13. Aux termes de l'article R. 123-6 du code de l'urbanisme, alors en vigueur, dont les dispositions sont désormais reprises à l'article R. 151-20 du même code : " Les zones à urbaniser sont dites " zones AU ". Peuvent être classés en zone à urbaniser les secteurs à caractère naturel de la commune destinés à être ouverts à l'urbanisation. / Lorsque les voies publiques et les réseaux d'eau, d'électricité et, le cas échéant, d'assainissement existant à la périphérie immédiate d'une zone AU ont une capacité suffisante pour desservir les constructions à implanter dans l'ensemble de cette zone, les orientations d'aménagement et de programmation et le règlement définissent les conditions d'aménagement et d'équipement de la zone. Les constructions y sont autorisées soit lors de la réalisation d'une opération d'aménagement d'ensemble, soit au fur et à mesure de la réalisation des équipements internes à la zone prévus par les orientations d'aménagement et de programmation et le règlement (...) ".

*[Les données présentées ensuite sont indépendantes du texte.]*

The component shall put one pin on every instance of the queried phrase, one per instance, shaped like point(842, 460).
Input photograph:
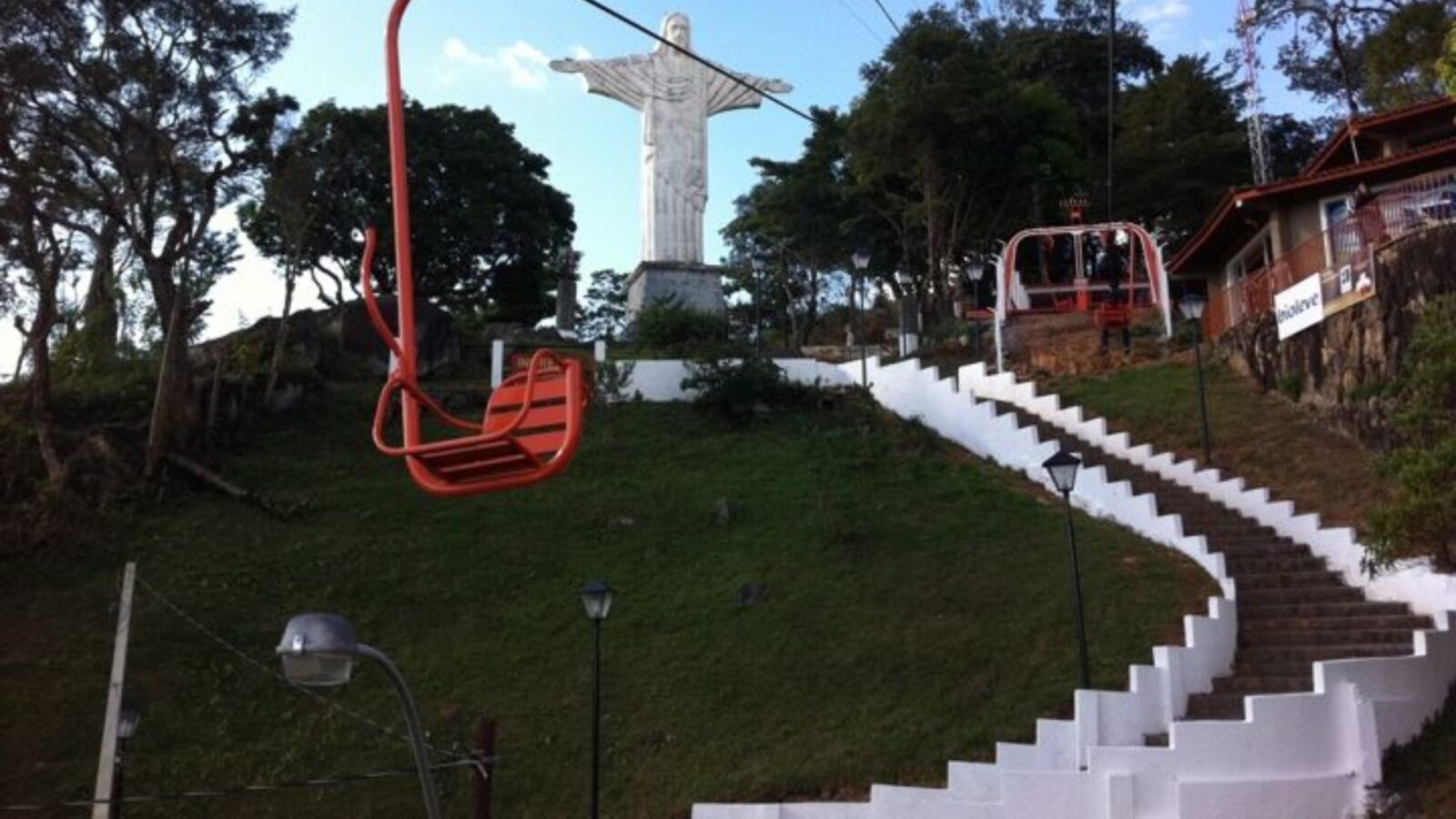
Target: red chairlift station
point(1050, 270)
point(533, 420)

14. Il ressort des pièces du dossier que le terrain d'assiette des ouvrages déjà construits pour lesquelles la SCI Saint-Xavier a déposé une demande de permis de construire sont intégralement situés au sein de la zone AUc définie par le plan local d'urbanisme de la commune de Berrwiller. Le point 2.5 du règlement de ce plan, situé au sein des dispositions de l'article AU 2 relatif aux occupations et utilisations du sol soumises à des conditions particulières, dispose que sont admises : " Dans le secteur AUc, les constructions, aménagements et installations nécessaires à la réalisation de structure d'hébergement touristique et de loisirs et/ou à l'implantation d'activités économiques à l'exclusion des commerces à condition : / - que les constructions et installations considérées soient réalisées dans le cadre d'une requalification complète du site de l'ancien carreau de mines en respect du paysage et des espaces naturels environnants, en adoptant notamment un programme de plantation et d'aménagement paysager, (...) ".

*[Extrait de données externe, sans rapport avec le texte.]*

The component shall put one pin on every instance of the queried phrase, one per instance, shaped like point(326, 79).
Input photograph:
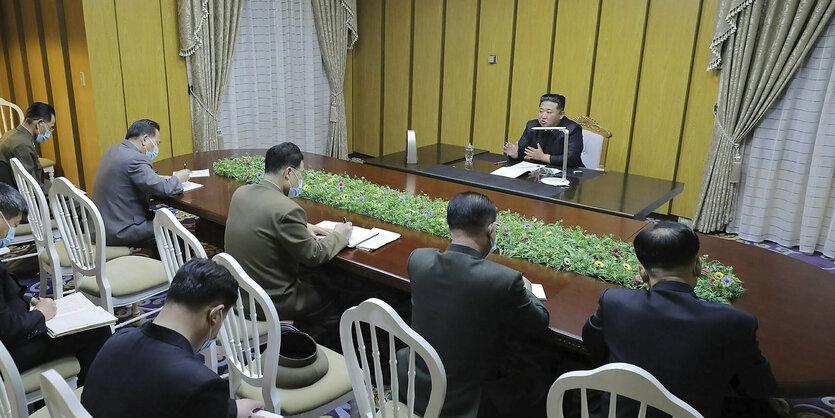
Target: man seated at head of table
point(154, 371)
point(547, 146)
point(126, 180)
point(700, 351)
point(267, 232)
point(468, 308)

15. Le rapport de présentation mentionne que " Le secteur AUc (10,9 ha) englobe l'ancien carreau des mines et le secteur d'étangs. L'objectif du PLU vise à promouvoir une requalification de cette friche industrielle dans le cadre d'un projet d'accueil d'une structure d'hébergement touristique et de loisirs valorisant un site bénéficiant de nombreux atouts. Pour qu'une telle opération réussisse, elle devra être réfléchie sous la forme d'un projet global, intégrant les étangs qui seront conservés et valorisés assurant une inscription satisfaisante des futurs aménagements dans l'environnement forestier du site. Les accès à la RD 51 devront être assurés dans des conditions optimales de sécurité ". Enfin, le projet d'aménagement et de développement durable (PADD) relatifs à la zone AUc précise que : " L'ancien carreau des mines et les étangs qui lui sont contigus bénéficient d'une situation stratégique (...) pour développer une zone d'accueil d'équipements touristiques et de loisirs et contribuer localement à la reconversion du bassin potassique. (...) Dans l'hypothèse où un projet d'équipements touristiques et de loisirs ne pourrait voir le jour, le PLU laisse la porte ouverte à l'accueil d'activités économiques et de service, optimisant la situation particulière du secteur, tout en conservant les principes d'aménagement précités (...) ".

16. Il résulte des dispositions précitées de l'article R. 123-6 du code de l'urbanisme que le plan local d'urbanisme (PLU) peut prévoir que les autorisations de construction au sein d'une zone à urbaniser seront délivrées, dans les conditions qu'il précise, lors de la réalisation d'une opération d'aménagement d'ensemble. Une telle opération peut ne porter que sur une partie seulement des terrains de la zone concernée, sauf si le règlement du PLU en dispose autrement ou si les conditions d'aménagement et d'équipement définies par ce règlement et par les orientations d'aménagement et de programmation du PLU impliquent nécessairement que l'opération porte sur la totalité des terrains de la zone concernée.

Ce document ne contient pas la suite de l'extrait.